On Mar 6, 11:41*am, Roger Sparks wrote:
On Thu, 6 Mar 2008 06:10:26 -0800 (PST)

Keith Dysart wrote:
On Mar 6, 1:17*am, Roger Sparks wrote:
On Wed, 5 Mar 2008 21:37:06 -0800 (PST)
[snip]
Thanks Keith. *I see what you are doing now, although I still don't understand your logic in faulting Cecil on the instantaneous values. *I agree with you that the instantaneous values can be tracked, but don't see a fault in Cecil's presentation. *

For the special situation described in
http://www.w5dxp.com/nointfr.htm
Cecil is attempting to show that the reflected energy is dissipated in
the source resistor.

The logic he employs is:
- before the reflection arrives back at the generator, the source
resistor
* is dissipating X watts.
- the reflected wave has an energy flow of Y watts.
- after the reflection arrives back at the generator, the source
resistor
* is dissipating Z watts.
- since Z is equal to X + Y, the energy in the reflected wave is being
* dissipated in the source resistor.

In other words, since the dissipation in the source resistor increases
by the same amount as the power in the reflected wave, the energy in
the reflected wave must be being dissipated in the source resistor.

Your logic and conclusion seem correct to me.

Cecil analyzes the circuit for a number of load resistances and
suggests
that the equality holds for any load resistance.

For example, with a load resistance of 12.5 ohms, the original
dissipation
in the source resistor is 50 W which increases to 68 W when the 18 W
reflected wave arrives back at the generator.

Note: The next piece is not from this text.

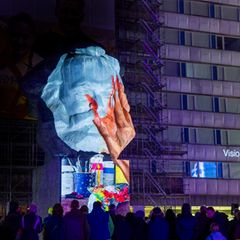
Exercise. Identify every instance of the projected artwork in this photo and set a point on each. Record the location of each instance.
(205, 170)
(93, 178)
(91, 115)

That is, X = 50, Y = 18
and Z = 68, so Z is equal to X + Y.

Cecil does all of this analysis using average powers.

But we know that the power dissipation varies as a function of time
and
that the power in the reflected wave is a function of time. It is my
contention that if it is the energy in the reflected wave that is
increasing the dissipation in the source resistor, the dissipation in
source resistor should occur at the same time that the reflected wave
delivers the energy.

In other words, not only should Z.average = X.average + Y.average,
but Z.instantaneous should equal X.instantaneous + Y.instantaneous
for if the dissipation in the source resistor is not tracking the
energy in the reflected wave, it can not be the energy in the
reflected wave that is heating the resistor.

Hard to follow this long sentence/paragraph. *The dissipation in the source resistor should be the sum of instantaneous energy flows from both source(forward) and reflected energy flows. *

Agreed. And that is what I was trying to say.

We would not expect that the instantaneous energy flow would be equal from both source and reflection because of the sine wave nature of the energy flow.

So using the same 12.5 ohm example,
X.inst = 50 + 50 cos(2wt)
Y.inst = 18 + 18 cos(2wt)
X.inst + Y.inst = 68 + 68 cos(2wt)
but
Z.inst = 68 + 68 cos(2wt - 61.9degrees)

So Z.inst is not equal to Y.inst + X.inst.

I think you are mixing average energy flow (the 50 and 18 watts) with instantaneous flow (50 cos(2wt) and 18 cos(2wt)).

I do not think so.

The instantaneous energy flow for the reflected wave is
Pr.g(t) = 18 - 18 cos(2wt) (see correction in previous post)
This means that at t=0, 0 energy is flowing.
When 2wt is 180 degrees, 36 joules per second are flowing.
The average over a full cycle is 18 W.

So I am summing the instantaneous flows for the two contributors of
energy.

The correct sum, however, is 68 + 32cos(2wt).

The actual dissipation in the source resistor is
Vrs(t) = 82.46 cos(wt -30.96 degrees)
Irs(t) = 1.649 cos(wt -30.96 degrees)
Prs(t) = Vrs(t) * Irs(t)
= 68 + 68 cos(2wt -61.92 degrees)

Whenever cos(2wt-61.92degrees) is equal to 1, 132 joules per second
are being dissipated and whenever it is equal to -1, 0 joules are
being dissipated. This follows from the periodic nature of the energy
flow.

I think Z.inst = x.inst + y.inst = 50 cos(2wt) + 18 cos(2wt). *The two energy components arrive 90 degrees out of phase (in this example) so we should write z.inst = 50 cos(2wt) + 18 cos(2wt + 90).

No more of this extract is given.